Alexei Alves de Queiroz
Em 12 de fevereiro de 1929, terça-feira de carnaval, a coluna diária Correio Musical do jornal carioca Correio da Manhã discorreu sobre a tal “música de carnaval”, e proclamou para um mundo em acelerada transformação modernizadora que “hoje essa festa é verdadeiramente patriótica e nacional. O brasileiro já não é mais o povo ‘essencialmente agrícola’ (…) tornou-se ‘essencialmente carnavalesco’”. Ao leitor do século XXI pode parecer que estamos diante de um grande elogio à cultura popular, mas foi este uma exaltação ao carnaval, por associá-lo à nação, ou se tratou de uma critica à nação por associá-la com o carnaval? É preciso reler a frase com os olhos de 1929.

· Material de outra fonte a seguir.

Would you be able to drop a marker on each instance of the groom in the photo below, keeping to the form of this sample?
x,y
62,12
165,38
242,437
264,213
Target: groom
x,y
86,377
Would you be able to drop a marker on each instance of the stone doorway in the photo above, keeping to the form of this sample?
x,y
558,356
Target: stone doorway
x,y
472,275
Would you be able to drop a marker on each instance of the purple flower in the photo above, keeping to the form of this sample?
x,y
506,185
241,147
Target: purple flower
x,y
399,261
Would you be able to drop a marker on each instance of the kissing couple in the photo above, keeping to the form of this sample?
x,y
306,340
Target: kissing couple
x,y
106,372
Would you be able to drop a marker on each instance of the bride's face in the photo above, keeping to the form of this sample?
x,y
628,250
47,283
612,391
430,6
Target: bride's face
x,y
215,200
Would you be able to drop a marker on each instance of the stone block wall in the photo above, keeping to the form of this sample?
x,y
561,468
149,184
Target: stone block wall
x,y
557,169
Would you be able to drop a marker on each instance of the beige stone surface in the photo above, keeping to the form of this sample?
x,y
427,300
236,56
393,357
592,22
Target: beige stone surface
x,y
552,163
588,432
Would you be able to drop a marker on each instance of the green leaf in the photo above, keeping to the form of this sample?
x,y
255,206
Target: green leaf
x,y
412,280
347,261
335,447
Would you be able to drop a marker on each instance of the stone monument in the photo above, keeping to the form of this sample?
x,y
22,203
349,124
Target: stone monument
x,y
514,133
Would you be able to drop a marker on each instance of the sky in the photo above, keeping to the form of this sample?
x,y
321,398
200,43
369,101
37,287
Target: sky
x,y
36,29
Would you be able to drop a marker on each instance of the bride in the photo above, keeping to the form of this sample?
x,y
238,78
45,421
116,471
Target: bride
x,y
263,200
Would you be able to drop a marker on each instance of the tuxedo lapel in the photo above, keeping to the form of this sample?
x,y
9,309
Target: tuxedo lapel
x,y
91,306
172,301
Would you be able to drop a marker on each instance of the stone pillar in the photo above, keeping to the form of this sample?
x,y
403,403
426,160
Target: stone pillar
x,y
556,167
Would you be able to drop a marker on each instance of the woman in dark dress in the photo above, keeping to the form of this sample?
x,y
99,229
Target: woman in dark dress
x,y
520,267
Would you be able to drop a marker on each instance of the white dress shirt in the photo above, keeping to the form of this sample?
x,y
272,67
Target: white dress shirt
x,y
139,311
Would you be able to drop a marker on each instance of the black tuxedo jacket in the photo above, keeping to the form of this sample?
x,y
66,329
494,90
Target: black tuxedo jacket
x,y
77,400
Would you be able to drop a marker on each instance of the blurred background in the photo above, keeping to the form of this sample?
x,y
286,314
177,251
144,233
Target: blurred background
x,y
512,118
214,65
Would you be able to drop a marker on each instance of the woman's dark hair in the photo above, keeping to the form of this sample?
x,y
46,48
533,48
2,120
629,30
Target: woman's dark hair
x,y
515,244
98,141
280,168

A mídia impressa, infelizmente, não é capaz de registrar a expressão de ironia no rosto do autor, mas o resto do texto o denuncia. Não, esta ainda não foi uma voz patriótica, a glorificar a cultura festiva do povo. Também não foi a previsão de um vidente futurista, a perceber a escala que esta festa popular tomaria nas décadas seguintes neste país. Proclamada ao fim de uma era, esta foi a voz do passado colonial agrícola, a ridicularizar nosso terceiro-mundismo. Nosso atraso essencial. O sarcasmo, pois, era um dos estilos favoritos no jornalismo da época, onde o caos do carnaval frequentemente explicava nossa incapacidade de acompanhar o desenvolvimento europeu. O samba, uma metáfora usada para ridicularizar políticos e instituições. Entretanto ele faria como o arqueiro, que antes de disparar sua flecha, estica o arco puxando a pena bem junto ao seu coração. Haveria, pois, de elogiar antes de golpear. O carnaval era, segundo ele, antigo, tradicional e alegre, e como atestado de validade apontou duas peças do repertório europeu cuja temática se refere ao evento: o Carnaval de Veneza e o Carnaval de Schumann. A arte valorizava aquilo que retratava. Este autor anônimo argumentou que a festividade havia se tornado um “símbolo” do Brasil, embora nem soubesse ele o que seria uma “escola de samba” já que o primeiro desfile aguardava ainda alguns anos no futuro para acontecer. Ao final ele parece se dar conta que a música carnavalesca propriamente dita, aquela que era tocada nas ruas do Rio de Janeiro, não foi comentada por ele, e diz o autor conclusivamente “ainda não falamos da música do carnaval, único assunto que nos devia interessar nessa seção. Valerá a pena tratar disso? Não. A pobreza da inventiva melódica e harmônica, a banalidade das letras não convida a encher espaço com tão ingrato assunto”. A flecha foi disparada nas últimas linhas. O autor julga talvez ter desferido um golpe fatal, mas não produziu nem arranhão.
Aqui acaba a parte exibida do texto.